Наконец, перепрыгнув очередную лужу, я нырнула под козырёк родного подъезда. Кое-как стряхнув воду с пальто (будто это ему поможет), извлекла ключи из кармана. Пикнул домофон, натужно скрипнув, отворилась дверь. Только я шагнула внутрь, как она с грохотом захлопнулась. Я дёрнулась и помянула крепким словцом ветер. Тот завыл снаружи, будто услышав.

Я передёрнула плечами. Почему-то стало немного не по себе. Только ступила на первую ступеньку, как снова дёрнулась от резкого звука. В этот раз это был рингтон телефона. Не моего. Звонок практически сразу прервался.

— Привет, — раздался откуда-то сверху женский голос.

Выглянула за перила. На третьем этаже спиной к провалу на перилах сидела темноволосая девушка. Взгляд невольно зацепился за длинные иссиня-чёрные волосы, тускло блестящим одеялом покрывающие её плечи. Рядом с девушкой на перилах что-то лежало. Что-то небольшое в количестве трёх штук.

— Ты почему так долго? — продолжила девушка после небольшой паузы. Видимо, выслушивала ответное приветствие.

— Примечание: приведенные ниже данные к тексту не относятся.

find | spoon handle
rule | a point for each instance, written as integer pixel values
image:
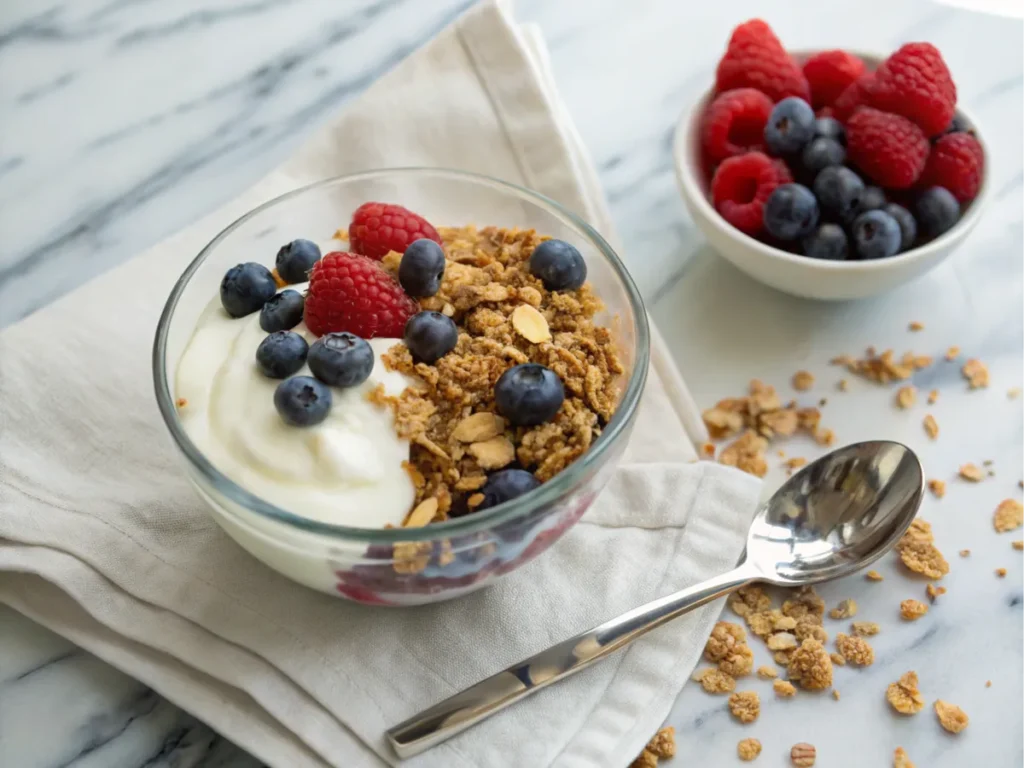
(494, 693)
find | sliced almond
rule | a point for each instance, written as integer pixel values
(493, 454)
(529, 324)
(478, 427)
(423, 513)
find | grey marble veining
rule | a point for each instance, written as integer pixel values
(121, 121)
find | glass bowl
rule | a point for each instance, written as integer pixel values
(403, 566)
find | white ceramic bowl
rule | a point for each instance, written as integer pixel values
(800, 275)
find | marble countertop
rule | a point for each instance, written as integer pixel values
(124, 120)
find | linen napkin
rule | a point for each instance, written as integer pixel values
(103, 541)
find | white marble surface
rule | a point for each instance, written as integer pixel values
(124, 120)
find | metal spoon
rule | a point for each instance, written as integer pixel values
(835, 516)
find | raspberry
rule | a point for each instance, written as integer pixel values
(755, 58)
(740, 187)
(734, 123)
(888, 147)
(828, 74)
(378, 227)
(956, 163)
(349, 292)
(855, 94)
(915, 83)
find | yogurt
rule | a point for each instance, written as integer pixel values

Я же просто продолжила подниматься по лестнице. Девушка молчала, слушая ответ на вопрос. На втором этаже я остановилась, заметив лежащий на перилах лестницы телефон. Современный смартфон с огромным экраном и говорящей надписью «Samsung». И вот вроде я никогда даже не пыталась взять чужое… да что там «пыталась»! Даже желания такого не возникало! А сейчас руки так и тянулись; казалось, телефон так и нашёптывал: «Забери меня! Забери!»

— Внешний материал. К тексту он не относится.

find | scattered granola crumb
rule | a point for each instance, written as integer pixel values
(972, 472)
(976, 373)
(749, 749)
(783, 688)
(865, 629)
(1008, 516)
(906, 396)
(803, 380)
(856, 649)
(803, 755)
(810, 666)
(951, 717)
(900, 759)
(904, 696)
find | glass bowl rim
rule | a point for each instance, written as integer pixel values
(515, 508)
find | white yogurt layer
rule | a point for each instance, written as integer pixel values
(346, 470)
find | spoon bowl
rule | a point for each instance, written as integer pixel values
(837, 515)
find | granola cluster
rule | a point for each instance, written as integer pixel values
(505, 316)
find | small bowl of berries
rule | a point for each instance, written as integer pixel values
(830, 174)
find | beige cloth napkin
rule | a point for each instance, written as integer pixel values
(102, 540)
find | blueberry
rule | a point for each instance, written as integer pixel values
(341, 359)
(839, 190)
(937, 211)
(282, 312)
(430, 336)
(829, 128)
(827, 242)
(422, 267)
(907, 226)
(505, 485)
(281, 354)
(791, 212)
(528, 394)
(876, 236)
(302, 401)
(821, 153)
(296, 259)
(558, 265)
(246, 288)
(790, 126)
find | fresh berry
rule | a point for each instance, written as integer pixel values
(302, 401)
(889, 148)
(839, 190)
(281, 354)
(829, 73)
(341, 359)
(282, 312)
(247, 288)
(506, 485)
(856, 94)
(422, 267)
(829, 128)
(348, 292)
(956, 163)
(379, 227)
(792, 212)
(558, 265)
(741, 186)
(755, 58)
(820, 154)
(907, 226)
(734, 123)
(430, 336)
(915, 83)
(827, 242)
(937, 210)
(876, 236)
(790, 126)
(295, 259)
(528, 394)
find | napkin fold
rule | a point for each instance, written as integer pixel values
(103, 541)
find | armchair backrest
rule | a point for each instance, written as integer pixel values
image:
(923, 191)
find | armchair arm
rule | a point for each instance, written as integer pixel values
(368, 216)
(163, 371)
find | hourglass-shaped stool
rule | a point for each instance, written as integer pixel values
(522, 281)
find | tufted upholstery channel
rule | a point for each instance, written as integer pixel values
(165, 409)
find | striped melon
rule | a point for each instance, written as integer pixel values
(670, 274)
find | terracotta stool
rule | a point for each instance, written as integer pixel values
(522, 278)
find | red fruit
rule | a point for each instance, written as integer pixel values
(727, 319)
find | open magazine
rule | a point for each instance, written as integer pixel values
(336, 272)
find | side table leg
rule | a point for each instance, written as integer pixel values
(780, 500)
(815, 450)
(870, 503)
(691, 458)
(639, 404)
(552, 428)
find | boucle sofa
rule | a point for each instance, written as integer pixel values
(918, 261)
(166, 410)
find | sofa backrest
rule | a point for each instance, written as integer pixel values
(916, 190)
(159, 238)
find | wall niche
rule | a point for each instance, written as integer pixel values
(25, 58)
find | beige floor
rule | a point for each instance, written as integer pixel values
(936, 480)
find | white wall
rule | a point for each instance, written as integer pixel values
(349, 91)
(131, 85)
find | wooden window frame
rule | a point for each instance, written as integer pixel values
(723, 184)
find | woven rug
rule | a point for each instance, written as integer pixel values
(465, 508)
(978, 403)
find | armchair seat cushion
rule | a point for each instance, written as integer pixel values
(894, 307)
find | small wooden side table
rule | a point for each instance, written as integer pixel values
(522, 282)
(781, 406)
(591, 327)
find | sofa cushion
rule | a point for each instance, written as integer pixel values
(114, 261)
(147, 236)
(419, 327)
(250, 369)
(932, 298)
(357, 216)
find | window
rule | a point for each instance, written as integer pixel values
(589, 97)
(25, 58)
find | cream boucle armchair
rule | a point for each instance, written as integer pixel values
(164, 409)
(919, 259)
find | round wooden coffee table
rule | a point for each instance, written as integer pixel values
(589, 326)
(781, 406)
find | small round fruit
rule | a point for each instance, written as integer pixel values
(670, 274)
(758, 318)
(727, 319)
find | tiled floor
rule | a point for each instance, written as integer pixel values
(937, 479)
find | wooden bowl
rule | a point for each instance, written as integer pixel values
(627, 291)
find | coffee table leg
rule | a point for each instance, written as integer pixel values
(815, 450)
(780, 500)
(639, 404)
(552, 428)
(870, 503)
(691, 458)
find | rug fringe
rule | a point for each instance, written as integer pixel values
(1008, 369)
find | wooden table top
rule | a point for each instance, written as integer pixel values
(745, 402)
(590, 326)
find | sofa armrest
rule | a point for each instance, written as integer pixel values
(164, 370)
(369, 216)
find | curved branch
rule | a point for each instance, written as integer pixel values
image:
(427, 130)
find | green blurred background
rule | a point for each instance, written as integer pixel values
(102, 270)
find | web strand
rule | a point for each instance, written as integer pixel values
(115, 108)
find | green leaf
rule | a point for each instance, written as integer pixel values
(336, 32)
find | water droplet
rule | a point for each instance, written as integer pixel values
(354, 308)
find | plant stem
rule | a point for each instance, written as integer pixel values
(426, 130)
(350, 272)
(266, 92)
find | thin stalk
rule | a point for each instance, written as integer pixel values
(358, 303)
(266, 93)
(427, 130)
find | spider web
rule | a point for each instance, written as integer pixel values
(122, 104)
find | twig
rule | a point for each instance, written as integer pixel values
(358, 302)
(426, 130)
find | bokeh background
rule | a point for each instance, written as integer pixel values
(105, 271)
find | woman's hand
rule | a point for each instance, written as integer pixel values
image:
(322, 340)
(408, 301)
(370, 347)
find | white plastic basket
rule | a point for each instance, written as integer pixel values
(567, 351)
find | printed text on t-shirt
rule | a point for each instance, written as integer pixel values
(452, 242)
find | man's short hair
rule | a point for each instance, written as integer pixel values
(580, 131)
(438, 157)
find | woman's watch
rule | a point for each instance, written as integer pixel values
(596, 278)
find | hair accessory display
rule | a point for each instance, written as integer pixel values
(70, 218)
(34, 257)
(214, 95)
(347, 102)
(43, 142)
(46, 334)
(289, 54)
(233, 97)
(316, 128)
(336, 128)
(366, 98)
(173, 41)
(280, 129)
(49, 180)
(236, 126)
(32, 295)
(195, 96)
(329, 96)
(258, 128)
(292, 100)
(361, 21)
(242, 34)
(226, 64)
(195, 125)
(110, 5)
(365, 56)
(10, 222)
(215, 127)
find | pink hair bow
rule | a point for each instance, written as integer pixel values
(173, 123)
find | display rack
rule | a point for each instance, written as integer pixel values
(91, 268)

«Ну и чёрт с тобой!» — решила я и, отключив его, быстрым движением запихнула в голенище сапога. Даже не до конца поняла зачем.

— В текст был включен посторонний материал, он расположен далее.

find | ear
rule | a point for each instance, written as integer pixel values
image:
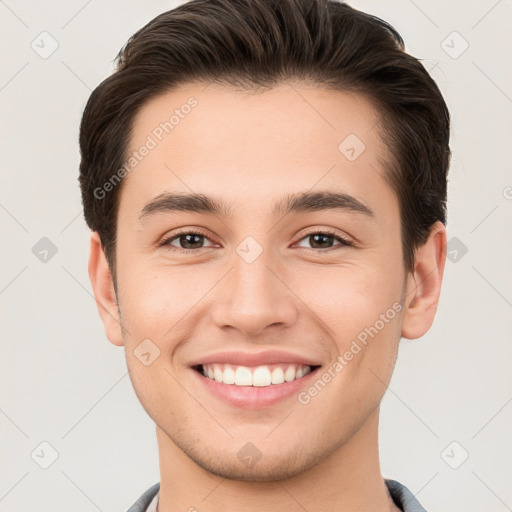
(424, 284)
(104, 292)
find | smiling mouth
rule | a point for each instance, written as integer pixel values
(258, 376)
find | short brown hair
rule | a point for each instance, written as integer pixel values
(260, 43)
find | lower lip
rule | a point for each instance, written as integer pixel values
(253, 397)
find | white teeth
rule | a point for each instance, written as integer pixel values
(277, 376)
(243, 376)
(289, 374)
(260, 376)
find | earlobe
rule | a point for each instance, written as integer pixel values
(104, 292)
(424, 284)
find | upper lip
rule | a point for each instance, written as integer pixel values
(254, 358)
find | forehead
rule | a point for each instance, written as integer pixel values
(255, 146)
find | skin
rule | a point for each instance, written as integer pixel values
(251, 149)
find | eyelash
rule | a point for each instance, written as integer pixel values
(166, 243)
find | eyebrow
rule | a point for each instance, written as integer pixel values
(294, 203)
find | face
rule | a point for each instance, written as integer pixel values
(252, 291)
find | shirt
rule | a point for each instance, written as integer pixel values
(403, 498)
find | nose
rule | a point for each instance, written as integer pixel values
(253, 298)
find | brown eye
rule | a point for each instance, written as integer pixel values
(324, 240)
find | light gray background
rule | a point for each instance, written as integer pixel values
(63, 383)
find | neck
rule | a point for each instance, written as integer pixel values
(348, 478)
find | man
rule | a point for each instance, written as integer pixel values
(266, 186)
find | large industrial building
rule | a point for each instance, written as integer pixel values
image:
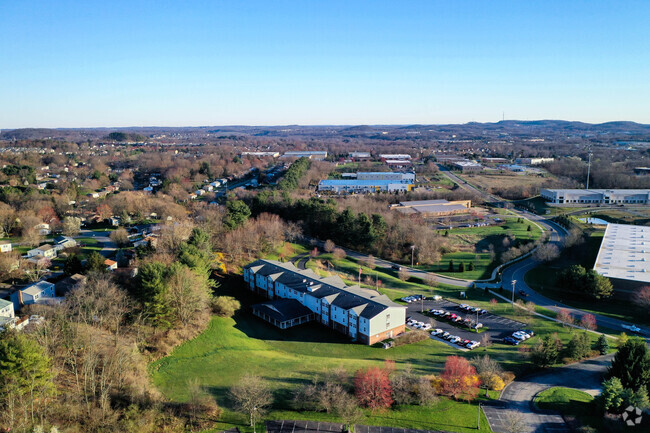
(433, 207)
(299, 296)
(369, 182)
(597, 196)
(625, 253)
(363, 186)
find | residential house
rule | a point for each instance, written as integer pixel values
(64, 242)
(37, 292)
(363, 315)
(47, 251)
(43, 229)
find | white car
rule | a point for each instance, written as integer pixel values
(631, 328)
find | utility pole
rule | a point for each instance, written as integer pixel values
(588, 166)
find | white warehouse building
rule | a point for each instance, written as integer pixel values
(597, 196)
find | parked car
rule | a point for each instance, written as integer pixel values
(511, 341)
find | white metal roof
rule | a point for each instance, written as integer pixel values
(625, 253)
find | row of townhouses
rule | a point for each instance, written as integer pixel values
(363, 315)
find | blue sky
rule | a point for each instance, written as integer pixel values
(175, 63)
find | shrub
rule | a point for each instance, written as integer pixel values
(225, 306)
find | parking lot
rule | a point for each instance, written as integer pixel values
(498, 327)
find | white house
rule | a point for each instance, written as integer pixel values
(5, 247)
(37, 292)
(361, 314)
(43, 229)
(47, 251)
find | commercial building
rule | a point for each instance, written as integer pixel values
(363, 315)
(597, 196)
(433, 207)
(533, 161)
(467, 166)
(311, 154)
(625, 253)
(408, 177)
(363, 186)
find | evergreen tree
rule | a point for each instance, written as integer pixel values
(631, 364)
(602, 345)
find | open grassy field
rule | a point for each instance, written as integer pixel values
(472, 244)
(489, 182)
(543, 280)
(573, 403)
(232, 347)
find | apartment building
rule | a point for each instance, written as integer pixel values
(363, 315)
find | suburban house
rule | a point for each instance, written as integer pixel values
(7, 316)
(361, 314)
(47, 251)
(37, 292)
(43, 229)
(63, 242)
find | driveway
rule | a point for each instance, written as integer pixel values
(498, 327)
(518, 396)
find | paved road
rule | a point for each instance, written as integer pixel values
(518, 396)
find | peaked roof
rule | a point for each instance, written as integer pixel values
(364, 302)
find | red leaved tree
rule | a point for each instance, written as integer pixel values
(372, 388)
(459, 379)
(588, 321)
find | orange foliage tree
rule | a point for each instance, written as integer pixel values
(459, 379)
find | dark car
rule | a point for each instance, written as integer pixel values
(511, 341)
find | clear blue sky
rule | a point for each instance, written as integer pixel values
(175, 63)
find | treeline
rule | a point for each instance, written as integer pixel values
(84, 368)
(292, 177)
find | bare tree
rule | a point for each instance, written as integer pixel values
(252, 396)
(514, 423)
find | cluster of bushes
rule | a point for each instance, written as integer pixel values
(628, 378)
(577, 279)
(550, 350)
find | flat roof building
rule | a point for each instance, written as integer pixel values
(363, 186)
(596, 196)
(311, 154)
(361, 314)
(625, 253)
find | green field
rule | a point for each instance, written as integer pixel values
(472, 244)
(571, 402)
(230, 348)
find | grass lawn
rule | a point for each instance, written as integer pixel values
(573, 403)
(473, 244)
(543, 280)
(232, 347)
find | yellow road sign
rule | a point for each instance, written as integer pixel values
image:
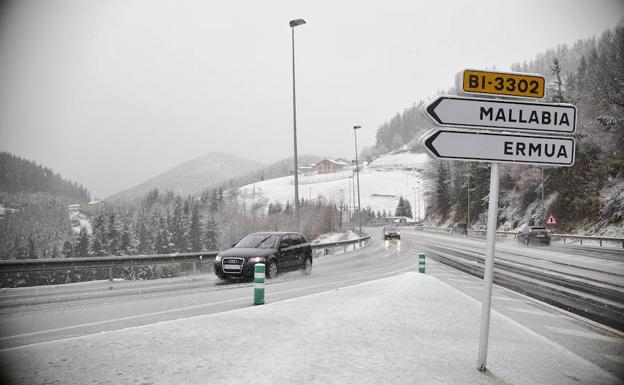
(503, 83)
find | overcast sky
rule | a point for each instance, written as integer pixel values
(111, 93)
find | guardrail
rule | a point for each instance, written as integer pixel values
(514, 234)
(51, 264)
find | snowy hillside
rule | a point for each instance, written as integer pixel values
(382, 182)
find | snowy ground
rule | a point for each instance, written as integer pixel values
(407, 329)
(382, 182)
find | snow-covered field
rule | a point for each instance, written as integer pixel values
(407, 329)
(382, 182)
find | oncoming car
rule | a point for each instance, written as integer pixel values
(392, 231)
(279, 251)
(534, 234)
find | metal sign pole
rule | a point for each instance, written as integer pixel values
(488, 274)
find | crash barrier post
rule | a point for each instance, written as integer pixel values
(259, 284)
(421, 263)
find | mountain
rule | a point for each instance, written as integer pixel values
(22, 176)
(193, 176)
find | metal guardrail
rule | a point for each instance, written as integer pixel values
(514, 234)
(32, 265)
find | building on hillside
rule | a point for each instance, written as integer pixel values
(330, 165)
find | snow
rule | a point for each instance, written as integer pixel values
(405, 159)
(406, 329)
(382, 182)
(335, 237)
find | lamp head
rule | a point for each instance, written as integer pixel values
(296, 22)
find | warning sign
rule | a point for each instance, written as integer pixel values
(551, 219)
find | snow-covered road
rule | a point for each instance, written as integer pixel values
(102, 314)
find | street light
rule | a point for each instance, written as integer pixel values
(357, 171)
(468, 193)
(417, 189)
(293, 24)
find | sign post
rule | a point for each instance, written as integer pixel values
(488, 270)
(457, 111)
(483, 146)
(475, 141)
(551, 219)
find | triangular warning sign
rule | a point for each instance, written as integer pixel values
(551, 219)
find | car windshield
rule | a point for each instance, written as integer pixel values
(259, 241)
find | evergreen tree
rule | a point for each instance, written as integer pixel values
(195, 230)
(32, 249)
(126, 241)
(82, 245)
(443, 196)
(211, 238)
(113, 235)
(68, 249)
(162, 239)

— Ага. Хорошо, жду, — раздался голос этажом выше.

Это вывело меня из краткого ступора, вызванного несвойственным мне поступком. Я продолжила подъём, задумчиво смотря в пол.

— Девушка! — вдруг окликнули меня.

— Мм? — я перевела взгляд на источник звука.

Это была та девушка. В глаза буквально бросилась ярко-фиолетовая прядь, обрамляющая аккуратное личико с правой стороны. Взгляд скользнул по тонким дугам бровей, большим ярко-зелёным глазам с пушистыми ресницами, чуть курносому носику, отметил чуть заметные ямочки на щеках, родинку под левым глазом и бледный, почти невидимый шрамик на подбородке. Что-то показалось мне странным, какая-то несостыковка…

Но мысль не успела оформиться до конца, перебитая словами незнакомки:

— Вы не видели телефон?

— Какой телефон? — недоумённо спросила я. И ведь не лгала: правда не уловила суть вопроса.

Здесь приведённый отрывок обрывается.